What the Best Traders Had in Common

The top 25 users by PnL, representing roughly 1% of the trading base, generated a combined money-weighted return of 18.2% over the 45-day period. We analyzed some aspects of their behavior to see what sets them apart from the broader cohort.

First, they traded less often than the typical active user; averaging 2.1 trades per day on days they traded versus 5.8 for the median user actively trading on that day. In addition, the top users were more disciplined with leverage, with a median leverage of 2.4× versus 3.3× for the full population. Their median holding time was 31 hours versus 19 hours, letting winners run. Therefore, it can be argued that selectivity and patience were the dominant predictors of outperformance.

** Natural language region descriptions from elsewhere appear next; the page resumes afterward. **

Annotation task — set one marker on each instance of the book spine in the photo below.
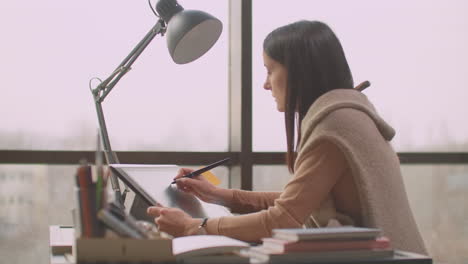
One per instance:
(380, 243)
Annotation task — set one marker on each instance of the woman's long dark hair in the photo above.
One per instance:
(316, 64)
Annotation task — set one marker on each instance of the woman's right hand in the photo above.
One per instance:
(202, 188)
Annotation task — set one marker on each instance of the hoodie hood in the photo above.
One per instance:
(345, 98)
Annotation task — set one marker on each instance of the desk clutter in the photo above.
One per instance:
(345, 244)
(104, 232)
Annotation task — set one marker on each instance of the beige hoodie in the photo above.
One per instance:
(341, 135)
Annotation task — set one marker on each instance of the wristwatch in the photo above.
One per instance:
(201, 227)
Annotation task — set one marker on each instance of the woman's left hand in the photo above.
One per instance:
(174, 221)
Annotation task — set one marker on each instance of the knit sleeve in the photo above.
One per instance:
(315, 176)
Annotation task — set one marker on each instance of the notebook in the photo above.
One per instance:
(152, 184)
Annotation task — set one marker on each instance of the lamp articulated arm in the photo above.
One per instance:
(104, 88)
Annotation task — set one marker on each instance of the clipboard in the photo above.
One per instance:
(152, 183)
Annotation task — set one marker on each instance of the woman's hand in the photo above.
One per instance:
(174, 221)
(202, 188)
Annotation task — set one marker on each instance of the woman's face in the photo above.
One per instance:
(276, 81)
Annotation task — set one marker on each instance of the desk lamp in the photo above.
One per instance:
(189, 35)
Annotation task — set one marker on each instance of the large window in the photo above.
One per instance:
(414, 55)
(50, 51)
(412, 52)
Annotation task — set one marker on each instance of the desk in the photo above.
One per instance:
(61, 253)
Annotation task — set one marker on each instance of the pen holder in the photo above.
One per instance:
(123, 250)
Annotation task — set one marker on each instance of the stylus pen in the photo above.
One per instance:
(204, 169)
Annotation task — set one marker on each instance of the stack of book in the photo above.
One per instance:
(324, 245)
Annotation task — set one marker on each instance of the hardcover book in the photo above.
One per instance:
(330, 233)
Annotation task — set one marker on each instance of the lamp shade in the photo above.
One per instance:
(189, 33)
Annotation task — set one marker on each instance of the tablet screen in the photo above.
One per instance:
(152, 183)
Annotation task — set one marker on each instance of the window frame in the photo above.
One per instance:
(240, 122)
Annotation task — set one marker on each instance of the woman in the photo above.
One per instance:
(345, 170)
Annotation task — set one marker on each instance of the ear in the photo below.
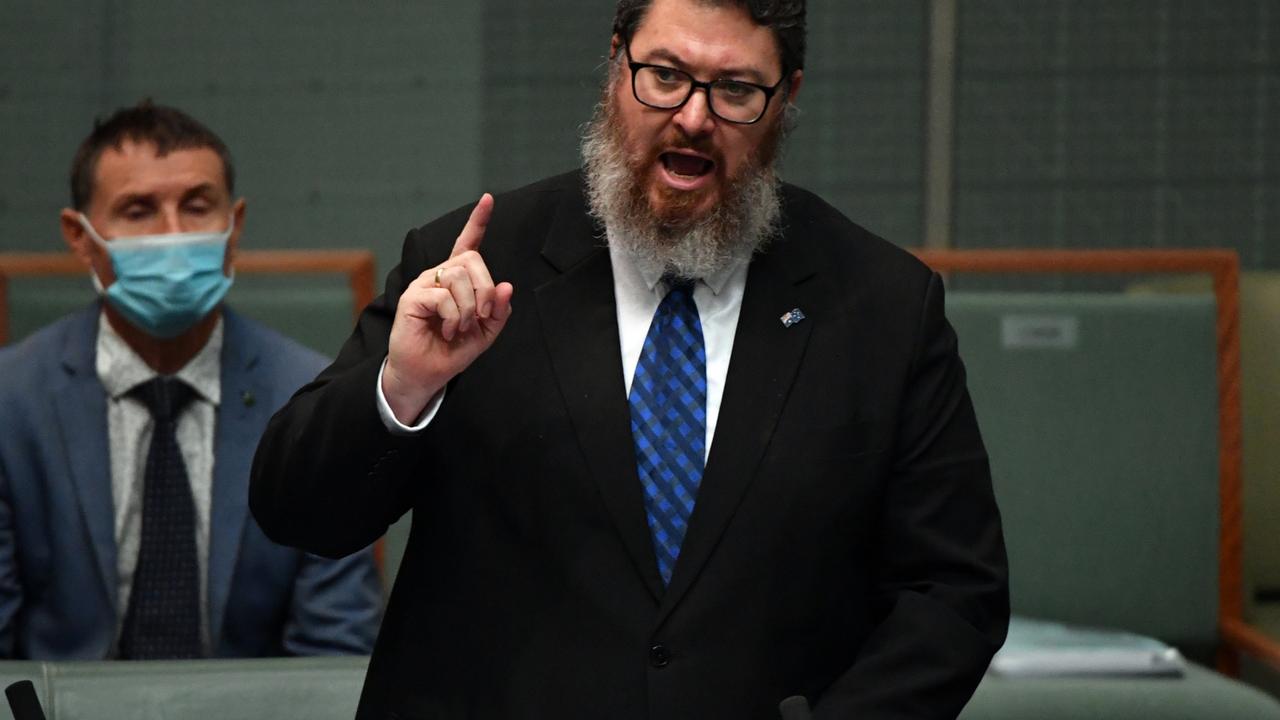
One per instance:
(83, 247)
(233, 241)
(794, 86)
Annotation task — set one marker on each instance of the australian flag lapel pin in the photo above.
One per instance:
(791, 317)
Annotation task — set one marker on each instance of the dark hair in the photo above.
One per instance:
(785, 17)
(168, 128)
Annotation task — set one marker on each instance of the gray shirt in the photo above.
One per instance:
(129, 427)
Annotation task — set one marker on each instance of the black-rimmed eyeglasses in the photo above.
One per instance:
(667, 89)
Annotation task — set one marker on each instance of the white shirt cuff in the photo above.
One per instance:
(394, 425)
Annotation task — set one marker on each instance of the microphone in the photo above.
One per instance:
(23, 701)
(795, 707)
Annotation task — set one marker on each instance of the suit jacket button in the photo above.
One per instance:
(659, 656)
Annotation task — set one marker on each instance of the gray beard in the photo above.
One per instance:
(739, 226)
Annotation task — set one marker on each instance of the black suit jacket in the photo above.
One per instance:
(845, 542)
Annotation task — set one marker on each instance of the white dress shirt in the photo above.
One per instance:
(638, 295)
(129, 427)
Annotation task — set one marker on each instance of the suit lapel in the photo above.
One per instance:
(762, 368)
(580, 323)
(81, 408)
(240, 419)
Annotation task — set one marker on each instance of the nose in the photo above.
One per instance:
(695, 115)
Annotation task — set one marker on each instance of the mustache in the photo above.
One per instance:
(680, 141)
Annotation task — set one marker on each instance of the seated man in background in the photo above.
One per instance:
(129, 428)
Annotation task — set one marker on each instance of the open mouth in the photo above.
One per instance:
(686, 165)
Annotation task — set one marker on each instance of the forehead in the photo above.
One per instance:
(135, 168)
(712, 33)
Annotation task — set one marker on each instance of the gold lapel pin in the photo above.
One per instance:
(791, 317)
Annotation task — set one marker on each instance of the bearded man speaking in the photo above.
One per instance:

This is the behavior Freeport is designed to encourage. We do not want users to follow signals blindly or overtrade on every headline. The product is built to empower users with curated analysis, timely notifications when prices move or events unfold, and direct links to the sources and reasoning behind each alert, so that users  can apply their own judgment.

When we design the product, we think explicitly about the difference between empowering users versus exploiting them. Every social media feed in existence optimizes for time spent. We want to optimize for results, because we know that we can't build something lasting if it actively harms.

That means fewer notifications, not more. It means surfacing why something matters, not just that it happened. It means giving users the context to decide not to trade at times, because the best traders in our data sat out more often than they acted. We believe the best trading app is the one that makes you a better trader, not the one that keeps you glued to a screen. Forty-five days of data suggests that philosophy is working. We intend to keep proving it.